A rape crisis project which had its grant taken away has protested it never knew the reason until it was too late.

The project in Brighton gave evidence to a scrutiny panel looking at the way in which Brighton and Hove City Council dealt with grant applications last year.

Karen Leenders, director of the Brighton Rape Crisis Centre, said it had to close after not getting the grant.

She told the panel yesterday: "We received no funding whatsoever from the council and we were totally dependent on it."

The project complied with the new system of assessing grants by the council which included using a points system to assess the merit of each project before a final decision was taken.

Ms Leenders said: "We didn't know the council was not happy with our child protection policy. We were not told about it originally. We heard it later via The Argus.

"We appeared to have missed the main point which was the reason for closing us.

"We were made aware there was a points system but it was never completely clear what the relationship was between the score and the final verdict."

Ms Leenders said there was miscommunciation between the project and the council.
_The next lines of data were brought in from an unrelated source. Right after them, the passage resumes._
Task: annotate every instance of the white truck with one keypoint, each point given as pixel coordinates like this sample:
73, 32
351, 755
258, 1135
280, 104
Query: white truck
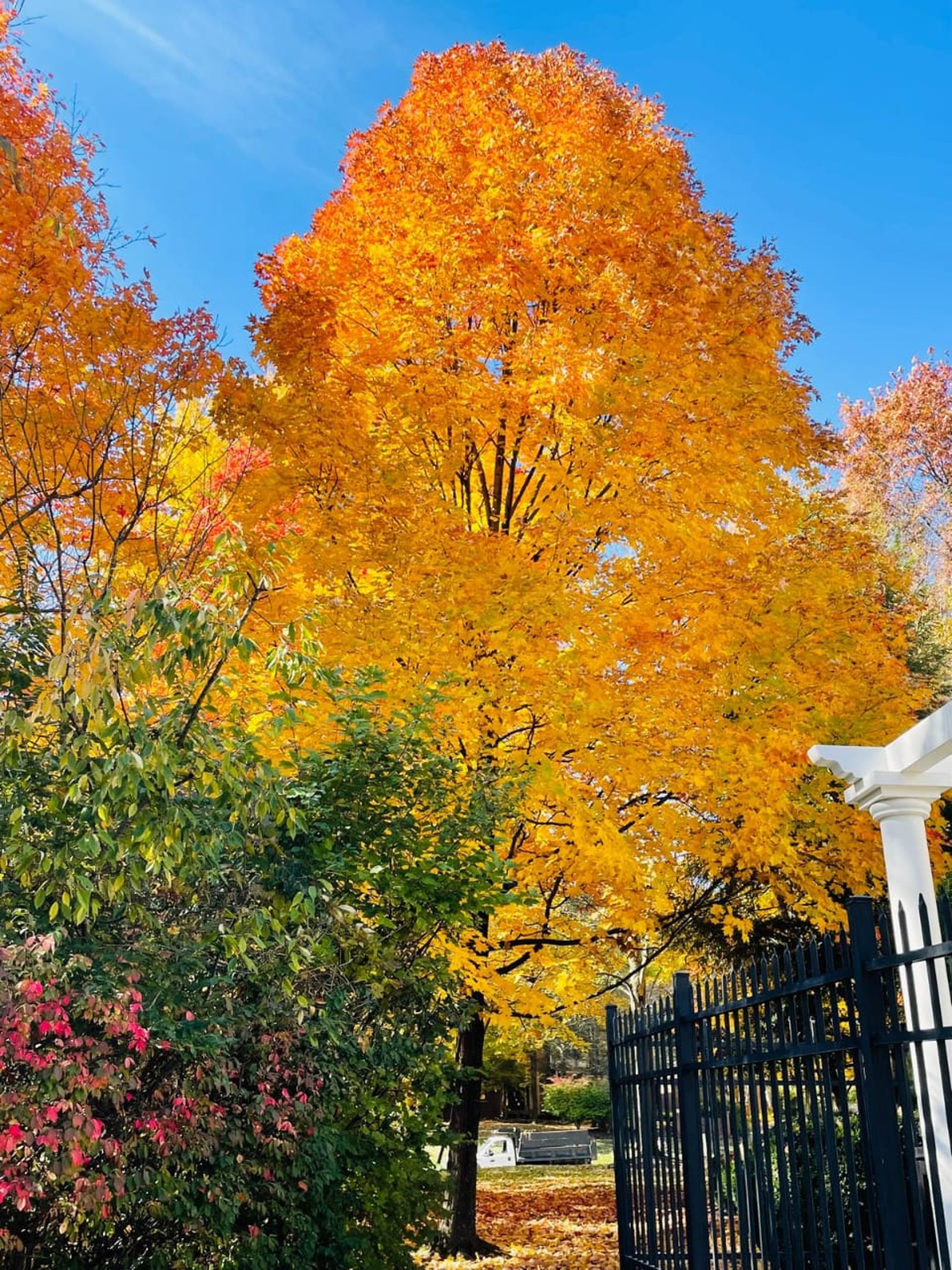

She said: "I have to protest strongly about the comments of David Panter (council chief executive) in The Argus about our child protection policy. They were misleading and factually inaccurate."

The panel, chaired by mayor-elect David Watkins, was holding its last public session before producing a report to the council.

Also giving evidence were Krazy Kat Theatre Group and Councillor Don Turner, Cabinet councillor for regeneration, who handled the grants process.

Although the council granted the same total sum to organisations, some gained more and some received less than before while others got nothing at all.